Affiliations: Division of Bioengineering & Department of Surgery, National University of Singapore, Singapore | Department of Bioengineering, University of California San Diego, La Jolla, CA, USA
Note: [] Address for correspondence: Dr. Paul C. Johnson, Department of Bioengineering, University of California, San Diego, La Jolla, CA 92093-0412, USA. Tel.: +1 858 534 5686; Fax: +1 858 822 4830; E-mail: pjohnson@bioeng.ucsd.edu.

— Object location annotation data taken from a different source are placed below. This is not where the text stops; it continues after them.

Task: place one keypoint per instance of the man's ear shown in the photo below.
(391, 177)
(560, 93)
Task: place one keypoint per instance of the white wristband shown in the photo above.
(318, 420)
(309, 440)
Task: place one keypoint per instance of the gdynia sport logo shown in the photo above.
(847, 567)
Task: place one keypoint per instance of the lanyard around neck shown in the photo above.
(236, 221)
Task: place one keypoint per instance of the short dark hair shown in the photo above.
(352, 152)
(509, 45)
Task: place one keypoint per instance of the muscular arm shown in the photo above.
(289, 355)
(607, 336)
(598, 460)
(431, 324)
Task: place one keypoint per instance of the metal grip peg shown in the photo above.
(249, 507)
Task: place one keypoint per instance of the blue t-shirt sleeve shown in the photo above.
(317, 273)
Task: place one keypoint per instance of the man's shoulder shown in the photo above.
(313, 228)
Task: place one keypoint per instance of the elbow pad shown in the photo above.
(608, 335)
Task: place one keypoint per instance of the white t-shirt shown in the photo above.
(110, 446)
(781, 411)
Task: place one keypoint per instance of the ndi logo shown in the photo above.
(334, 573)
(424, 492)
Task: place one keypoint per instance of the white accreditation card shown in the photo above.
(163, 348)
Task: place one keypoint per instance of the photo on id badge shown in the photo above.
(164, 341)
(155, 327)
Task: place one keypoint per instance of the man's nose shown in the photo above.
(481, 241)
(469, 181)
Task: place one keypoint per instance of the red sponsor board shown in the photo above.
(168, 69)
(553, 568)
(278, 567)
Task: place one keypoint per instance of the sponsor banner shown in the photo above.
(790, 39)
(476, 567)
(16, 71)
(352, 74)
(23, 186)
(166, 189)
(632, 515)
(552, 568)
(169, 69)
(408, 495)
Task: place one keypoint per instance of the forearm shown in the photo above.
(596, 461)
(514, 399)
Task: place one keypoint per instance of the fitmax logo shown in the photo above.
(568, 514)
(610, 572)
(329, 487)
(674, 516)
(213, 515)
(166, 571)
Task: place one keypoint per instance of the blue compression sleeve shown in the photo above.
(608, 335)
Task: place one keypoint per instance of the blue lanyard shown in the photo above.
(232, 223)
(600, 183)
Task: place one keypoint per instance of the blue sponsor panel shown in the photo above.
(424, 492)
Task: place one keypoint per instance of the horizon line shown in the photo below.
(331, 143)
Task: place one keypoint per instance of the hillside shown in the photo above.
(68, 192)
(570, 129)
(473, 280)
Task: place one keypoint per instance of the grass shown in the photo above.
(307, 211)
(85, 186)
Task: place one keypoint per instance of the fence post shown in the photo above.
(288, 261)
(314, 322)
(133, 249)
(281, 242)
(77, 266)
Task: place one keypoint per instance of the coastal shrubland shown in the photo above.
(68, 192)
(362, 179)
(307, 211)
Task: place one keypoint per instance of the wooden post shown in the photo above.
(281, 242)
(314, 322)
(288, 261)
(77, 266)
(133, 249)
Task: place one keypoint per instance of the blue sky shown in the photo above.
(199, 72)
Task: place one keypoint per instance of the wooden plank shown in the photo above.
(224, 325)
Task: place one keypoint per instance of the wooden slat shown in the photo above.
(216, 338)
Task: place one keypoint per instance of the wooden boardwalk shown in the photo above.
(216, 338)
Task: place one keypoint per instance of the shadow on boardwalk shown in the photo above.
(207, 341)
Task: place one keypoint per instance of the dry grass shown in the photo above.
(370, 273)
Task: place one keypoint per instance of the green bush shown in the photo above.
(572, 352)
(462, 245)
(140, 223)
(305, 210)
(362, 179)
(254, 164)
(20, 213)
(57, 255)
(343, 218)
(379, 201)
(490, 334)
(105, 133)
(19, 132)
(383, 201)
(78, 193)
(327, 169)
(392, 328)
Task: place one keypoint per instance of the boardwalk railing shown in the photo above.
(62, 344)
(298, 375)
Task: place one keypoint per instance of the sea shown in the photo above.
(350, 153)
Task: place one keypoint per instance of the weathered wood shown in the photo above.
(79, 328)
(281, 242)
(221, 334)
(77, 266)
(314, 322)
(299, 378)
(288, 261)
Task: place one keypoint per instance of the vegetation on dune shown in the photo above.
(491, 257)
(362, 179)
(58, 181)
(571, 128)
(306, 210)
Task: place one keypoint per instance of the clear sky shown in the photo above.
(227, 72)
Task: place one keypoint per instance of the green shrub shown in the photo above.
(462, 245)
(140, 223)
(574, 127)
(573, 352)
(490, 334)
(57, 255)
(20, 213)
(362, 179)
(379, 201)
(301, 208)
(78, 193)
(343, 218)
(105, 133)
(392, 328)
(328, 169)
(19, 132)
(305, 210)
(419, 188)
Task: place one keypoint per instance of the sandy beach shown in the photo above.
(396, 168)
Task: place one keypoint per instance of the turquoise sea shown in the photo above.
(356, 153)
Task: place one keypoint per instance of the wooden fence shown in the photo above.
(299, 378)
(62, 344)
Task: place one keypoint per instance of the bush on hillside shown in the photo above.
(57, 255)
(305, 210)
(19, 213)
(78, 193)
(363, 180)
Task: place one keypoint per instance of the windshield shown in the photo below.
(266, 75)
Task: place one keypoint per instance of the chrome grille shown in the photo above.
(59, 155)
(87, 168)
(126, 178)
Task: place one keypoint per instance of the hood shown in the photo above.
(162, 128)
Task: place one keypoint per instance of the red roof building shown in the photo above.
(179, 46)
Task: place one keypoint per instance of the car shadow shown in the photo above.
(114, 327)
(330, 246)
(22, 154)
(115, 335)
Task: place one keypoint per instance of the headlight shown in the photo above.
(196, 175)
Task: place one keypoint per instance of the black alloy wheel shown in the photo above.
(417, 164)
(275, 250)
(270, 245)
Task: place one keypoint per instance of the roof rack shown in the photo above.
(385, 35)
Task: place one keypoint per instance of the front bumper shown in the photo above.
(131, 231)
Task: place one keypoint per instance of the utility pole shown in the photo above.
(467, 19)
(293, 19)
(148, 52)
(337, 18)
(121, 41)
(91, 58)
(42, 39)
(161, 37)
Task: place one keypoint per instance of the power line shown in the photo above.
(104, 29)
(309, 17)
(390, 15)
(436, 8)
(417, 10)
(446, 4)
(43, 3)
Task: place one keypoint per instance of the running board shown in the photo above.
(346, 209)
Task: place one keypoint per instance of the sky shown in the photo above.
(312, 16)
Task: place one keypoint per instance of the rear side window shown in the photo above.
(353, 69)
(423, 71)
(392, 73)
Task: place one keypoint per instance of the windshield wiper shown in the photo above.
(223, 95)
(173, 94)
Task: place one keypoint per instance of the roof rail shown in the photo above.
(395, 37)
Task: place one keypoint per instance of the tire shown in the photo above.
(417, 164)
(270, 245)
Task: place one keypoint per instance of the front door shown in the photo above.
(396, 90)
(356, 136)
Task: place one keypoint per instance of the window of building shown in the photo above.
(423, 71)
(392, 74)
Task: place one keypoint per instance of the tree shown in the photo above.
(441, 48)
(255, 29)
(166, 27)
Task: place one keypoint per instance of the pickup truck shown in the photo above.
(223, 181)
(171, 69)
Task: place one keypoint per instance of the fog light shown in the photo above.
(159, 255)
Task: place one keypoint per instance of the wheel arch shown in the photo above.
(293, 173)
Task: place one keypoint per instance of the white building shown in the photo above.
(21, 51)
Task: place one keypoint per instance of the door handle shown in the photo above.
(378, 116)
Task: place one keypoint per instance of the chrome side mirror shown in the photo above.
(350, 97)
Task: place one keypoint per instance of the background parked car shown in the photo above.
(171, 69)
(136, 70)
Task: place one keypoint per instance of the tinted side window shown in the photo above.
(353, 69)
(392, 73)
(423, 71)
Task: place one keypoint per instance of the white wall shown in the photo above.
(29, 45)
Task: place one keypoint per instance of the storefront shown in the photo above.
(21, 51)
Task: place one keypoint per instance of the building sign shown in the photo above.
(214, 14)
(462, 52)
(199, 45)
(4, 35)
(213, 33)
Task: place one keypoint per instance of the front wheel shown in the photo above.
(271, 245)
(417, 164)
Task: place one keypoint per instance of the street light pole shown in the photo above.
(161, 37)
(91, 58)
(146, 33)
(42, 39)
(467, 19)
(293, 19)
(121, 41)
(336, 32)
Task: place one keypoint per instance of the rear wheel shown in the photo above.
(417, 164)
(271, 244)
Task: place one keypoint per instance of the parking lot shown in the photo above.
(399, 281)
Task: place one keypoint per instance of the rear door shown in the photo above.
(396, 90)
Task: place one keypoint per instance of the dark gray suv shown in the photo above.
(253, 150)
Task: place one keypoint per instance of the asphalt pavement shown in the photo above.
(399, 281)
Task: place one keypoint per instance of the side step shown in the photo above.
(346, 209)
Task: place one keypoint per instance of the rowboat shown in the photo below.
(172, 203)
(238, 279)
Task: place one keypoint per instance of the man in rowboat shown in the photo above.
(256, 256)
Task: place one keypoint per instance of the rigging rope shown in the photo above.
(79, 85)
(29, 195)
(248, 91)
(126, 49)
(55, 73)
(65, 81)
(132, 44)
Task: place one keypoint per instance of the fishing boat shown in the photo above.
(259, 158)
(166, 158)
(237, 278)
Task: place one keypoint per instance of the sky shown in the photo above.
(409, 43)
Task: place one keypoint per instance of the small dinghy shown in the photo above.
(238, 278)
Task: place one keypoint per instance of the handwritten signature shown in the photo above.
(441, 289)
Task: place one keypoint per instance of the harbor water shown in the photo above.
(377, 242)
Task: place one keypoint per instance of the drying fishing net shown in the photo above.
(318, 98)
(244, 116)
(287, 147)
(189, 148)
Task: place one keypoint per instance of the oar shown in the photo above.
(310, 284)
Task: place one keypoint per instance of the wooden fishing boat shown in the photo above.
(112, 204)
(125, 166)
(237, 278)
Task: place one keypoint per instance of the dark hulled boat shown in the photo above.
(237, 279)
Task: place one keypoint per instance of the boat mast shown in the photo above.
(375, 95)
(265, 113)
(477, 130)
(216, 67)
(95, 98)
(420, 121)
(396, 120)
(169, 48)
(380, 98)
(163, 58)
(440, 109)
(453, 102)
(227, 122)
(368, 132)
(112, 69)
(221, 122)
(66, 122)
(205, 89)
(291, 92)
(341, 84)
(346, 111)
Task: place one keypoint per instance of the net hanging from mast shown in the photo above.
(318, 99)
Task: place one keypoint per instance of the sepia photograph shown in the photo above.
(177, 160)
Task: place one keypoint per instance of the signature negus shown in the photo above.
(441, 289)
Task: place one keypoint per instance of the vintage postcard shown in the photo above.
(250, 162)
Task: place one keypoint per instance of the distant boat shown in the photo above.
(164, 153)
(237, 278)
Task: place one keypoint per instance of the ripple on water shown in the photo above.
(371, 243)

Abstract: This review discusses the cell-free layer at the wall of the microcirculatory vessels with emphasis on the influence of blood rheological parameters on its formation as well as its possible effects on microvascular functions. Understanding cell-free layer characteristics in the microcirculation has been of increased interest for its possible influence on physiological function. The availability of better imaging and measurement techniques in recent years has created an excellent opportunity for researchers to examine the cell-free layer in much greater detail than possible previously. The most recent approach enables capturing spatial and temporal information of cell-free layer characteristics which can provide new insights to how cell-free layer width and its variations can impact physiological function. Cell-free layer formation is dependent on diameter of the vessel, flow rate, and rheological properties of blood including hematocrit, red blood cell aggregation, and deformability. Specifically in microvessels, its formation can also be affected by the presence of the glycocalyx layer that lines the luminal surface of the vessel wall. As the cell-free layer is omnipresent in microcirculatory vessels, its formation at the vessel wall could affect function throughout the microvascular network by altering wall shear stress, local hematocrit, flow distribution, effective viscosity and nitric oxide production as well as its scavenging by red blood cells.